Why Estate Agents Are Required When Buying A Property

Smooth the house purchase process with a property professional’s help

When buying a property, many think that all the estate agent does for the purchaser is to advertise properties and arrange viewings.

The reality is somewhat different; while the estate agency’s actual customer is the seller of the property, an experienced agent also helps buyers find the right home with their services. This usually proves invaluable all the way through the purchase process.

 

The role of the estate agent

An estate agent’s job – as with agents in other fields – is to put the buyer in touch with the seller.

Their customer is the property owner – the seller – who ‘instructs’ the estate agent by placing their property for sale with them. The agent will be remunerated by the seller, usually through a percentage of the final selling fee, if they find a buyer for the property.

The estate agent plays a dual role in that they also help buyers find the property they’re looking for by matching what they have on their books with the requirements of buyers. The purchaser isn’t charged for this service.

How the estate agent can help:

 

Local knowledge

Even if a buyer already lives in or near the area they’re looking to buy in, an estate agent’s local knowledge is a key benefit of using their services.

They know the lie of the land, what’s available and maybe even what’s about to happen in terms of possible new developments and other properties due to come onto the market.

Experienced, local experts such as Keystones Property estate agents covering areas of Essex can help the buyer orient themselves – especially those unfamiliar with the locality – and appraise them of what’s available locally and in neighboring areas.

 

Property matching

While advertisements serve a purpose, a face to face or at least, a phone discussion with an agent can help people find the exact property required.

Describing requirements in detail means an agent can restrict property viewings just to those that specifically meet the buyer’s requirements, therefore saving time.

 

The hidden market

Not all properties are advertised; some are too new on the market, or not even on the market yet, but the agent is aware of them and can advise a buyer early if these might suit their needs.

Also, some properties are deliberately kept ‘under the radar’ even though they’re for sale.
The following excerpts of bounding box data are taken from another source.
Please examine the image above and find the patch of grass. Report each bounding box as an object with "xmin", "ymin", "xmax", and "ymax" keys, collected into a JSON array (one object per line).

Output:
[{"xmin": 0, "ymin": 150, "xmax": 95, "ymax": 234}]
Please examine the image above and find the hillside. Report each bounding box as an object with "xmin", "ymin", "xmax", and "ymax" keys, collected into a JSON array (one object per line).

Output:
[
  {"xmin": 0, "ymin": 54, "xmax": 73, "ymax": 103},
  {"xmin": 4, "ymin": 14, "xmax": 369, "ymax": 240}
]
Maybe the seller has asked the agent not to market it too visibly – such as by advertising – so restricting an agent’s selling efforts solely to advising potential buyers directly by phone or email that a suitable property may be available.

These properties wouldn’t be open to the purchaser if they weren’t using an agent to help them buy.

 

Your advocate

While the agent’s customer is the seller, they would certainly communicate to them whether you’re a sound buyer. For example, if you have a confirmed mortgage offer and have either sold your existing property or otherwise have no chain, then this could help your case if you’re putting an offer in under the asking price.

Without an agent, it would be hard if not impossible to convey this to the seller.

 

Smoothing the sale

Once a sale has been agreed, that isn’t the end of the agent’s help for the buyer.

Property sales go through various stages and sometimes sticking points occur, so the estate agent’s role is to help smooth the way and attend to any possible or actual aspects that might hold things up or even jeopardise the sale.

They’ll be in touch with other parties such as solicitors and surveyors to ensure things happen when they should and, if there are any issues, that these are dealt with promptly.

It’s obviously in the estate agent’s interests to ensure the sale completes, so they’re involved throughout the process – they certainly do more than simply advertise properties.

 

A buffer

Buying a property can be a highly emotive process, and an estate agent can help prevent this, potentially compromising the search for the right property.

For example, if the buyer has questions – especially when offers are being made – the agent can field these and seek answers from their seller, preventing the risk of tensions running high if the buyer and seller were to communicate directly.

It helps everyone keep an objective approach to the process which helps the buyer especially.